Economist Chart NFT (with Moritz Schularick, Historical House Prices, Aggregate Trends) is a collaboration between Denny and the economist Moritz Schularick; together they created an NFT (non-fungible token) whose “image” is based on an iconic chart significant to the field of economics. In consultation with Schularick, Denny selected “Global Historical House Prices, Aggregate Trends,” first published in American Economic Review in 2017 and created by Schularick with colleagues working at the Institute for Macroeconomics and Econometrics, University of Bonn, and the Institute for Theoretical Economics, Macroeconomics, Leipzig University. The chart was the first time the global trend of substantially more rapidly increasing house prices was positioned in relation to growing inequality. It also illustrated the significant fact that this acceleration of rise in house prices coincided with the introduction of government-controlled fiat money (nationally issued currency unpegged from gold) in the 1970s—an oft-cited moment in pro-Bitcoin positions.
While appearing to be as dry and academic as an economic chart, and bearing the “aesthetics of administration” long associated with conceptual art, a provocative conceptual act underpins this NFT: Denny proposes that 100 percent of the profits from its sale will be shared between Kunsthalle Basel and Canton Basel-Stadt. In this way, the artist orchestrates the redirection of crypto profiteering back to the state. The canton’s share of the potential proceeds will go into the fund of the Office for Environment and Energy and be made available in full as subsidies for energy-saving measures. In view of the high energy consumption of digital and blockchain technologies, this act aims to set an example.

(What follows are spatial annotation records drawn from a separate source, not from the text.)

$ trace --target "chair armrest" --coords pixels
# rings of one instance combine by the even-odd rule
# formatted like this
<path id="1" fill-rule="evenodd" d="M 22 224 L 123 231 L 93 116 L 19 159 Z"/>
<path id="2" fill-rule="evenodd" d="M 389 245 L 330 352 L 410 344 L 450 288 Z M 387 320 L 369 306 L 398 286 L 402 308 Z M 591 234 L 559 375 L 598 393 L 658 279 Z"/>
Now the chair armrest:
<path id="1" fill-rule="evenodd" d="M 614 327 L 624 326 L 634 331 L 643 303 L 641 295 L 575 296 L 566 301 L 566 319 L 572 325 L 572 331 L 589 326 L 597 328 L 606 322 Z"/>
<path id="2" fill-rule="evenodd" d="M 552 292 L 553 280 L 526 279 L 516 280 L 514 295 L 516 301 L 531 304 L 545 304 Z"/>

In the context of INFORMATION (Today), an exhibition that explores how artists have taken up as subjects encrypted networks, digital currencies, systemic inequalities, and other effects of twenty-first-century data-based capitalism, Denny’s new artwork puts its finger on these very issues while remaining wholly immaterial. Addressing the very pillars on which the NFT community stands, Denny reasons that starting with Bitcoin, the explosion of private, non-state-issued currencies and their meteoric rise in value have challenged the monopoly of the state in issuing and administering wealth. Switzerland has played an important part in this phenomenon, with several of the first currencies of this kind (for instance Ethereum) being legally founded in the canton of Zug. Denny’s artistic gesture thus structurally brings together the worlds of crypto and the question of who can issue and administer abstractions of value, all while ensuring that a buyer would, in the act of purchasing this artwork, support a worthy contemporary art institution at the same time that their hand is forced to also support a centralized state organization—the very thing that those involved in crypto seem to try to avoid.